Overcoming the Challenge of ‘Mismanaged Agreement’ Among Directors

by John T. Thompson |

john thompsonImagine that the board of a successful company, facing no apparent crisis, approaches the date of a long-planned CEO succession and finds, to its surprise, that no internal candidate is fully ready to assume the top job. A board member steps in as interim CEO while an external search is conducted for a successor or the most promising internal candidate gets up to speed. 

Not surprisingly, investors don’t like this scenario and punish the stock accordingly. What is surprising is that not a single director desired this outcome, and yet here they are.

How is it possible that well-intentioned and certainly intelligent directors could somehow collectively fail at CEO succession planning when each one of them would attest in private to its importance?

The answer lies in what a former business school professor of mine, Jerry B. Harvey, famously identified as the “Abilene Paradox.” On a hot, dusty day in Texas, someone in a family proposes a trip to Abilene, 50 miles away, for dinner. Everyone agrees to go, but when they return home—after a bad meal and many hours in the car (in the days before air conditioning)—they all grudgingly admitthat they really had not wanted to go in the first place, including the person who had proposed the trip. In another of Professor Harvey’s memorable phrases, they had “mismanaged agreement.”

Although each director knows how important succession planning is, all of them go along in putting it off whenever it comes up. They might ritually concur about its importance, even as they are pushing it to the next meeting’s agenda, where it will once again be tabled. In the meantime, internal candidates fail to get comprehensive development, no benchmarking against external talent takes place, and the succession planning mentioned in the proxy is no more than a hope.

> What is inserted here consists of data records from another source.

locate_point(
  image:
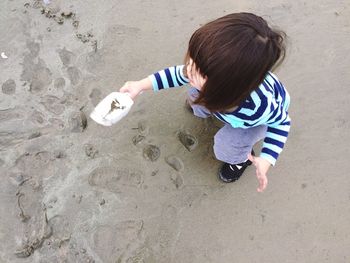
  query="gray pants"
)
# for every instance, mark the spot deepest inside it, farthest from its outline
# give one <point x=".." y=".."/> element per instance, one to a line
<point x="231" y="145"/>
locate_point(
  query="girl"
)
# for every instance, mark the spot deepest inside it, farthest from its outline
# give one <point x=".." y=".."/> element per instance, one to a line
<point x="228" y="65"/>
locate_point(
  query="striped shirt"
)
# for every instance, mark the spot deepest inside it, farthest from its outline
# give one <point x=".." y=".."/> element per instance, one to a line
<point x="267" y="105"/>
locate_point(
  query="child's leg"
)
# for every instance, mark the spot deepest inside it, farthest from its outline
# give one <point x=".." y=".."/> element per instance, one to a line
<point x="198" y="110"/>
<point x="232" y="145"/>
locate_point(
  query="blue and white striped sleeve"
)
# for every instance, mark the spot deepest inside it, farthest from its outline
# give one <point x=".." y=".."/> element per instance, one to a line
<point x="169" y="78"/>
<point x="276" y="137"/>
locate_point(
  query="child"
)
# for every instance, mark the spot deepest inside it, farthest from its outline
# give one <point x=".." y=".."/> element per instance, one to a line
<point x="228" y="65"/>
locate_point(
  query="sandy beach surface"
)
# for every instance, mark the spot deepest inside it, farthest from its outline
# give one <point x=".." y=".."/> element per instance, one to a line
<point x="74" y="191"/>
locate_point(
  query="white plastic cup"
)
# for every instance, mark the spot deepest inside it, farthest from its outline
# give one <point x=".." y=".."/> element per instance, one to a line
<point x="106" y="114"/>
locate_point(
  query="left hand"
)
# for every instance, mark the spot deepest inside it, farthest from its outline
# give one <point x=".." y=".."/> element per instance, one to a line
<point x="261" y="166"/>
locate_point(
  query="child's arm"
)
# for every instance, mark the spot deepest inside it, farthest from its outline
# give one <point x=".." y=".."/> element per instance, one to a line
<point x="166" y="78"/>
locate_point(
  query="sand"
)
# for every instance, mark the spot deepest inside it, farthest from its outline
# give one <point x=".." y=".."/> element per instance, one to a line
<point x="74" y="191"/>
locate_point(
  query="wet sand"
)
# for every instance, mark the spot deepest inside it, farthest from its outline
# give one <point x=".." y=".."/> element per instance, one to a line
<point x="145" y="189"/>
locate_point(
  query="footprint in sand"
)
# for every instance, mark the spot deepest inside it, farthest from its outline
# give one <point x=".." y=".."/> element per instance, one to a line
<point x="177" y="180"/>
<point x="151" y="152"/>
<point x="188" y="140"/>
<point x="67" y="57"/>
<point x="74" y="75"/>
<point x="59" y="83"/>
<point x="115" y="179"/>
<point x="9" y="87"/>
<point x="175" y="162"/>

There are almost as many reasons for directors not recognizing this hidden agreement on succession planning as there are directors. For example, an active operational executive whose plate is already full may not speak up, fearing she will be tasked with spearheading the effort. A newer member of the board might shy away from seeming overly assertive. Other directors might feel that pushing the issue could embarrass or otherwise discomfit the CEO. Still others may lack the interpersonal skills to spur the board to act. When someone brings it up, a particularly strong personality on the board might say, “Yes, it’s certainly important, and we should take it up in the future,” effectively shutting down the discussion. And sometimes the board lets more urgent priorities—risk, compliance, perhaps a pending acquisition—crowd out the seemingly less urgent issues, including identifying the right CEO candidates.

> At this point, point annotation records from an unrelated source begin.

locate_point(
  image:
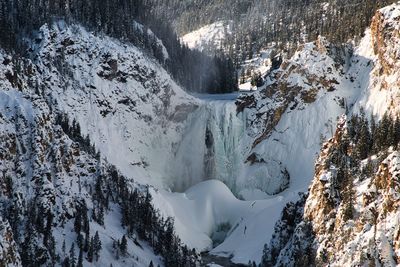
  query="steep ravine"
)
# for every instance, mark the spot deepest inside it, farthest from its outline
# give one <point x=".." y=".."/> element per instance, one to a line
<point x="212" y="146"/>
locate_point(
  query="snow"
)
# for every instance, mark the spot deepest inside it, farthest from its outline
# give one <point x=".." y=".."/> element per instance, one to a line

As a result, directors often fail to communicate their misgivings about deferring the issue of CEO succession, and the group winds up in a position diametrically opposed to their best interests and the best interests of the company. Yet with increasing pressure from investors and regulators for greater accountability and transparency in CEO succession processes, boards can ill afford to continue to defer the issue. As Ned Barnholt, lead director at eBay and Adobe Systems as well as independent chairman of the board of directors of KLA-Tencor, says, “Succession planning is a critical imperative for boards today, given the current business climate. It is easy to table because it may not be of immediate concern; however, as directors, we should strive for succession planning to be an integral and actionable component of the board’s agenda.”

How to Break the Impasse

Privately addressing the individual reasons directors fail to insist on action is unlikely to be effective. Mismanaging agreement is a group problem that can be solved only in a group setting. It requires just one director with the courage to explicitly point out the dynamic and be willing to shoulder an equal share of the blame for participating in it.

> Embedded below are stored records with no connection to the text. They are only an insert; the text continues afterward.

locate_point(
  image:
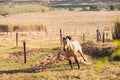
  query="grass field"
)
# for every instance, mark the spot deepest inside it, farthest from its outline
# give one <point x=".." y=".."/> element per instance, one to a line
<point x="12" y="67"/>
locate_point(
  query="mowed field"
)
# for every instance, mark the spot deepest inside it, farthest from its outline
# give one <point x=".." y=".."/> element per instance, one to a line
<point x="72" y="23"/>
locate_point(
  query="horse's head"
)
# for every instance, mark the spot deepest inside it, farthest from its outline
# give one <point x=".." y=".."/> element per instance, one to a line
<point x="66" y="42"/>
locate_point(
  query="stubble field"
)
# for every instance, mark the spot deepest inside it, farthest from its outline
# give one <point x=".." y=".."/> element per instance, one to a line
<point x="72" y="23"/>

Forthrightly addressing the group dynamic may not only break the impasse on succession planning, but also provide a useful tool for pre-empting hidden agreement on issues where the real obstacle is not managing conflict but managing agreement. The group dynamic can be paralyzing if left unattended. Once directors are able to recognize this and get in front of the behavior, then the dialogue and productivity of the board will improve dramatically.